- Pitcher
- Born: April 8, 1899 Deer Park, Wisconsin, U.S.
- Died: July 24, 1985 (aged 86) Redington Beach, Florida, U.S.
- Batted: RightThrew: Left

MLB debut
- April 20, 1934, for the Philadelphia Phillies

Last MLB appearance
- April 20, 1938, for the Cincinnati Reds

MLB statistics
- Win–loss record: 4–9
- Earned run average: 5.26
- Strikeouts: 48
- Stats at Baseball Reference

Teams
- Philadelphia Phillies (1934); Cincinnati Reds (1934); New York Yankees (1936); Cincinnati Reds (1937–1938);

= Ted Kleinhans =

American baseball player (1899–1985)

Theodore Otto Kleinhans (born Traugott Otto Kleinhans, April 8, 1899 – July 24, 1985) was an American Major League Baseball pitcher. He was born in Deer Park, Wisconsin. Kleinhans played 4 seasons in Major League Baseball, with the Philadelphia Phillies and Cincinnati Reds in 1934, the New York Yankees in 1936, and the Reds again in 1937 and 1938. He had a career record of 4–9 in 56 games. He was the third oldest player in Major League Baseball in 1938.

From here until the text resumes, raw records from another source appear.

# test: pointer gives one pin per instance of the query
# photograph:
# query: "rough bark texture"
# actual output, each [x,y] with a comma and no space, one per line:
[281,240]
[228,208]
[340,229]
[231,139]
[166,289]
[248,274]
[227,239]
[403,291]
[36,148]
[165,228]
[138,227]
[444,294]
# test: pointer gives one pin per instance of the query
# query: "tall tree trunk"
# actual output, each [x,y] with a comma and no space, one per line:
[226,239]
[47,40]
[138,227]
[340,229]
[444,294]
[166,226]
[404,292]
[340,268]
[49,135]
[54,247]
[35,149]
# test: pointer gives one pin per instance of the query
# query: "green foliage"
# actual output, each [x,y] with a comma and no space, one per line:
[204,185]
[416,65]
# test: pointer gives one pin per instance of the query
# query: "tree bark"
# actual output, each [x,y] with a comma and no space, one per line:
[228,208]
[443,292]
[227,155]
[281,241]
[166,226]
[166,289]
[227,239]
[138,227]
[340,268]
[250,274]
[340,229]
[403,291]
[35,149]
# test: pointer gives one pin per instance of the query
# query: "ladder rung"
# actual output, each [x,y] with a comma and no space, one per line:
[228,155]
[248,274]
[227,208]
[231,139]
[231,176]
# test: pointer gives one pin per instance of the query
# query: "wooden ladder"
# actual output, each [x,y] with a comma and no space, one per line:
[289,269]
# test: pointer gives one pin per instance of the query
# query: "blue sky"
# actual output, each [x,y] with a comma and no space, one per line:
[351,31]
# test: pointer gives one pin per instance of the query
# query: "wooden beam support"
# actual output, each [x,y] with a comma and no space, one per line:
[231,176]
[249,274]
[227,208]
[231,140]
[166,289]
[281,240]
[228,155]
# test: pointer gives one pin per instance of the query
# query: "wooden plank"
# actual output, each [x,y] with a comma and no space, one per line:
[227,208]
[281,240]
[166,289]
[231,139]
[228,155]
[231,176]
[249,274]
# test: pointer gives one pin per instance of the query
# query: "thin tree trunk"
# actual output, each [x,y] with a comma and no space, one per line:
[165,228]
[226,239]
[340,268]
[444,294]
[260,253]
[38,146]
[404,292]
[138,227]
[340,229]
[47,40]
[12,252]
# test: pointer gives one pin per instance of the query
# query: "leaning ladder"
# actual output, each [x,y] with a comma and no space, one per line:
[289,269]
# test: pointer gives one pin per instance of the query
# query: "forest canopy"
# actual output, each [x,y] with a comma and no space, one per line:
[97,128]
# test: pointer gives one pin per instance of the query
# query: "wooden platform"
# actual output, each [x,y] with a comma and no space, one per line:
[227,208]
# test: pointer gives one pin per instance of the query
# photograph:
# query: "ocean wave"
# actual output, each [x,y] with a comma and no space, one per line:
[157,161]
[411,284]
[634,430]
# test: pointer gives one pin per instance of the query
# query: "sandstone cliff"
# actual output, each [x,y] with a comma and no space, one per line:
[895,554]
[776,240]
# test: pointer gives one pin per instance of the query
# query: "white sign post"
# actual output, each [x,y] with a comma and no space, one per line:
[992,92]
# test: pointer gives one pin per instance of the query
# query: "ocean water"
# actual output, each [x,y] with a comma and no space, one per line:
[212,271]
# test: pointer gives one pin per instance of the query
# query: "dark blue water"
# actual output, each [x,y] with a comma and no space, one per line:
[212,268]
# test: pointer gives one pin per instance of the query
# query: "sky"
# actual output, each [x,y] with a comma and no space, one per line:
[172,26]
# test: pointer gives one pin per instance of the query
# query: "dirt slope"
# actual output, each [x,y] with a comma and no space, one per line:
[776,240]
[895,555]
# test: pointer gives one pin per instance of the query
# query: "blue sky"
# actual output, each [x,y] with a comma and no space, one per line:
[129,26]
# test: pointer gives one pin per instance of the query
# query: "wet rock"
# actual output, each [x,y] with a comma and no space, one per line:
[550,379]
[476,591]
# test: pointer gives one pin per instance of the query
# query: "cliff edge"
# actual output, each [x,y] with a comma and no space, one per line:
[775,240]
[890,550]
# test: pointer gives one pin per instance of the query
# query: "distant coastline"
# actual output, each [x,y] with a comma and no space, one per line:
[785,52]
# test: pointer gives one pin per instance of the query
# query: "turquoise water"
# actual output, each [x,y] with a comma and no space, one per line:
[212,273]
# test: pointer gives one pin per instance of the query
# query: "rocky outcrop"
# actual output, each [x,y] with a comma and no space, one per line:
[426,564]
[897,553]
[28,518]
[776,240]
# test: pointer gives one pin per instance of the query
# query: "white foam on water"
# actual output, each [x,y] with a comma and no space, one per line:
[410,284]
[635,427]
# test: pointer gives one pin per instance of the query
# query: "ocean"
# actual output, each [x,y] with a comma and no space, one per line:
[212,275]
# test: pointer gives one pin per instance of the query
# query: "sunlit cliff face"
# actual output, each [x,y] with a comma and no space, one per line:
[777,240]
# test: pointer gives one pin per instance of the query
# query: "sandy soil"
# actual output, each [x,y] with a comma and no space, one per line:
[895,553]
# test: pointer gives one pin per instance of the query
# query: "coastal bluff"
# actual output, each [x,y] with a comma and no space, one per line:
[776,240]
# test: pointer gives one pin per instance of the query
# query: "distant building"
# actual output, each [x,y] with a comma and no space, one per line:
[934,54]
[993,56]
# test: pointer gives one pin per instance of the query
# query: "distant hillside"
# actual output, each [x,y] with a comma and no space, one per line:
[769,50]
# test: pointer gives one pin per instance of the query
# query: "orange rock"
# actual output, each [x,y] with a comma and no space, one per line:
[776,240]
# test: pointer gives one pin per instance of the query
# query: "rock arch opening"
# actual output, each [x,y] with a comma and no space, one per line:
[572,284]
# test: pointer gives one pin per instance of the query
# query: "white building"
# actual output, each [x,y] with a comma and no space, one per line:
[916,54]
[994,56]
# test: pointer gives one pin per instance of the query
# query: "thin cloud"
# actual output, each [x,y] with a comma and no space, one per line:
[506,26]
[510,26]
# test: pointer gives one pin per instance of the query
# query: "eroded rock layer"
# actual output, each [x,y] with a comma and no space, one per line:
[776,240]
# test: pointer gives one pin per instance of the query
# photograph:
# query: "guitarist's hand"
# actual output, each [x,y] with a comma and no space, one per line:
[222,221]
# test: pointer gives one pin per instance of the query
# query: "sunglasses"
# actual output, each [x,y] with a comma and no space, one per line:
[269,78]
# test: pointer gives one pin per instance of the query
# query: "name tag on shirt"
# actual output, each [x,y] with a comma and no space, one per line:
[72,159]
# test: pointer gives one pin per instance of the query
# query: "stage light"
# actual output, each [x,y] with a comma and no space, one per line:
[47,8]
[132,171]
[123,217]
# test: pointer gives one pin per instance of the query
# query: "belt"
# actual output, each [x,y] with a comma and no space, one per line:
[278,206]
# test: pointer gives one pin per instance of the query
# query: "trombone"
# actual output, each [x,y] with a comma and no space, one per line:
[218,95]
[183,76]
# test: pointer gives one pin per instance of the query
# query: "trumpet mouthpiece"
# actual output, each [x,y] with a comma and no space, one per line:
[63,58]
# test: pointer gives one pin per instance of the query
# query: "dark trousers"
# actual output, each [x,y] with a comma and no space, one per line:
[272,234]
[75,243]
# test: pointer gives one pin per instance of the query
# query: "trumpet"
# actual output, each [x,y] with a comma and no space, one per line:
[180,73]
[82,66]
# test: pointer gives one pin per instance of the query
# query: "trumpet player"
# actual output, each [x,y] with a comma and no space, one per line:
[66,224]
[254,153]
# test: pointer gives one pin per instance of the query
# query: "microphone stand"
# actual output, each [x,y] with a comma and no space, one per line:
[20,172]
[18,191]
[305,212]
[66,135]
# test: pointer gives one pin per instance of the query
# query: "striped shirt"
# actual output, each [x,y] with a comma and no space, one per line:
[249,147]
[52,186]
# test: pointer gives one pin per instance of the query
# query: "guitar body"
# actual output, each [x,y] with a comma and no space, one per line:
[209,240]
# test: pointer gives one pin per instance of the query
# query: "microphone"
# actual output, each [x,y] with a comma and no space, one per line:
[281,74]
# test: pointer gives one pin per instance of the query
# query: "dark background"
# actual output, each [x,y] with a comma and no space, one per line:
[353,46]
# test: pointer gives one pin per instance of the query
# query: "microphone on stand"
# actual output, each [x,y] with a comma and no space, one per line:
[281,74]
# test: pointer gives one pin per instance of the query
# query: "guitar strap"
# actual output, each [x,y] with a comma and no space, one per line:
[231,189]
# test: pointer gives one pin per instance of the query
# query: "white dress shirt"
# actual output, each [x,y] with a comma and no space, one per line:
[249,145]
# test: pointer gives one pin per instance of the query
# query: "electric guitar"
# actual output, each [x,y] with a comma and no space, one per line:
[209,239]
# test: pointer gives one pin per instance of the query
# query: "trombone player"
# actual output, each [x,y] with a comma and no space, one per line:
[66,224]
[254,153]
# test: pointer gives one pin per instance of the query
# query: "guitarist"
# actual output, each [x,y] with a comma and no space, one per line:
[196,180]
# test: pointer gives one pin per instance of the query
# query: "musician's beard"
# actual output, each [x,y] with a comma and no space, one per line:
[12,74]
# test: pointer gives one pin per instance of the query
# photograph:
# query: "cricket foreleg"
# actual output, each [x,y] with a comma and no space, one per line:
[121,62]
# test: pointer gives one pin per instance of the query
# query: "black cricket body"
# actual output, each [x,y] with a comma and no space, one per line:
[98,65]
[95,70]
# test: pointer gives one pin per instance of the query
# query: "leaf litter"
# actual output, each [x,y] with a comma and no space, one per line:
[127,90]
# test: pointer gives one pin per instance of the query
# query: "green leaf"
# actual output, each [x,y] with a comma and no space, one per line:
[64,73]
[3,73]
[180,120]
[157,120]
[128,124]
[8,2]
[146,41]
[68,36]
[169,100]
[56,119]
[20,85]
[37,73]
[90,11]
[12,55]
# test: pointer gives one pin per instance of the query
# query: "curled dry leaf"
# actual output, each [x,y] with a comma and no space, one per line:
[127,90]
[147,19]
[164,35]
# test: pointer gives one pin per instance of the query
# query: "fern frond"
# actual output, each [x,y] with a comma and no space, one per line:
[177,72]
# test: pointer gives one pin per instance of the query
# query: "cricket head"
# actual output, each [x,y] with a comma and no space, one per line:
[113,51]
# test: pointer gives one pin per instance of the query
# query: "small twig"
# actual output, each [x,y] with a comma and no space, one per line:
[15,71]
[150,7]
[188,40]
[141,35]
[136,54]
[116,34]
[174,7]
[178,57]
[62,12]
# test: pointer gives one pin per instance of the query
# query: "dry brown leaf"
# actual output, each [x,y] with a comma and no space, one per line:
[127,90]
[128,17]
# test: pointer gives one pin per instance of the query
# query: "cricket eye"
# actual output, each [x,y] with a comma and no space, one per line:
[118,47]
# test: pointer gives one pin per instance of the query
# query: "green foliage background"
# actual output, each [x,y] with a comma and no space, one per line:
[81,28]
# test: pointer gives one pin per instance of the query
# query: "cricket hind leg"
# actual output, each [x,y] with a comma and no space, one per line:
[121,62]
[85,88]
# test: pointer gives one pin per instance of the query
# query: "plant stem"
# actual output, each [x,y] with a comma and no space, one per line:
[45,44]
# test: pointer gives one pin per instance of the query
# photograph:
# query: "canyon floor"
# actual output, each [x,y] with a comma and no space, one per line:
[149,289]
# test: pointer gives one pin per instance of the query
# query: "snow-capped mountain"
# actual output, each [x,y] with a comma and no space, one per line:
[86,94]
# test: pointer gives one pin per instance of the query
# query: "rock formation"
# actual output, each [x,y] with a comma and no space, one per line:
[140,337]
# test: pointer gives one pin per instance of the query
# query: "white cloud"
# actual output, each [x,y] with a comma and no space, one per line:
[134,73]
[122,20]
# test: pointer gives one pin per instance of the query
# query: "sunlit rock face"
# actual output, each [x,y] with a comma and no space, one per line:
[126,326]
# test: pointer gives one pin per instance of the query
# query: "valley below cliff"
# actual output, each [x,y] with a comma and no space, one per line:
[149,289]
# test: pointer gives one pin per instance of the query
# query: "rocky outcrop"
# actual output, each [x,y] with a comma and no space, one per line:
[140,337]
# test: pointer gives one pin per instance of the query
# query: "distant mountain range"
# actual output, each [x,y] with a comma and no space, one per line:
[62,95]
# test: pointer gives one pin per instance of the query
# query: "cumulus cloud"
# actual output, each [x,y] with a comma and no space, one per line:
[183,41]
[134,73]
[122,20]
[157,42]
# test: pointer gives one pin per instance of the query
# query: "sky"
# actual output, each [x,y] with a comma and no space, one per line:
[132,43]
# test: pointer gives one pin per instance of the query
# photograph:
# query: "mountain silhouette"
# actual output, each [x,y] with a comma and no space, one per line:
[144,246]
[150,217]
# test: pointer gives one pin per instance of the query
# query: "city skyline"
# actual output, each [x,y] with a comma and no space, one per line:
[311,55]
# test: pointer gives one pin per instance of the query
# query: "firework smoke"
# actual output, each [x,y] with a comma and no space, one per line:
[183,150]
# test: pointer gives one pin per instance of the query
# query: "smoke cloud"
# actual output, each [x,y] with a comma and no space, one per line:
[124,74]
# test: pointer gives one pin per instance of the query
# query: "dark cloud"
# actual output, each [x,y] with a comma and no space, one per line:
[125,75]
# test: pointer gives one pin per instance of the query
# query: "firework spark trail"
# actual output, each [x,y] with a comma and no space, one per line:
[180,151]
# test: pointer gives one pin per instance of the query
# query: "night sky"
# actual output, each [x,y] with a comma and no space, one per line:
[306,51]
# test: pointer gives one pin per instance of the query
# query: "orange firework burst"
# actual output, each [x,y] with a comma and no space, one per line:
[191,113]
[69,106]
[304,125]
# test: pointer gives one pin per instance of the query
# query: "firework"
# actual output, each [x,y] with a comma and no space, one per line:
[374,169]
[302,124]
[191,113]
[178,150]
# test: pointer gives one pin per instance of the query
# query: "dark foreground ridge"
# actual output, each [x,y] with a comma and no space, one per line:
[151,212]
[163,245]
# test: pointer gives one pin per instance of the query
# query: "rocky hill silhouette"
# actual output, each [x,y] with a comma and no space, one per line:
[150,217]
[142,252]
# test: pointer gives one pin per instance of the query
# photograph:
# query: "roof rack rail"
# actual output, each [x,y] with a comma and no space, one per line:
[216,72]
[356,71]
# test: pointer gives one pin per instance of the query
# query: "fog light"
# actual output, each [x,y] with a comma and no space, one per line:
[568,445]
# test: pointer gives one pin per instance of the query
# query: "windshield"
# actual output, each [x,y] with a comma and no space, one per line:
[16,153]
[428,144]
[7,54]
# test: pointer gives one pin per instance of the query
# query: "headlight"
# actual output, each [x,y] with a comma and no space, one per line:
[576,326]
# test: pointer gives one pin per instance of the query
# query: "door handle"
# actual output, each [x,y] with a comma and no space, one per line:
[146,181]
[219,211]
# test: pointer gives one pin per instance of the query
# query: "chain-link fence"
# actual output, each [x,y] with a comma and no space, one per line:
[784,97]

Prior to playing professional baseball, Kleinhans enlisted in the Ohio National Guard. During World War I, the unit was mobilized and sent to France where he was wounded in the Meuse–Argonne offensive. He left the Guard in 1919 as a sergeant. During World War II, he again served his country, this time as a captain with a US Army medical unit stationed in Scotland and England.

From 1947 to 1966 Kleinhans was head coach for the Syracuse Orangemen baseball team, compiling a 156–146 (.516) record. He died in Redington Beach, Florida, where he lived.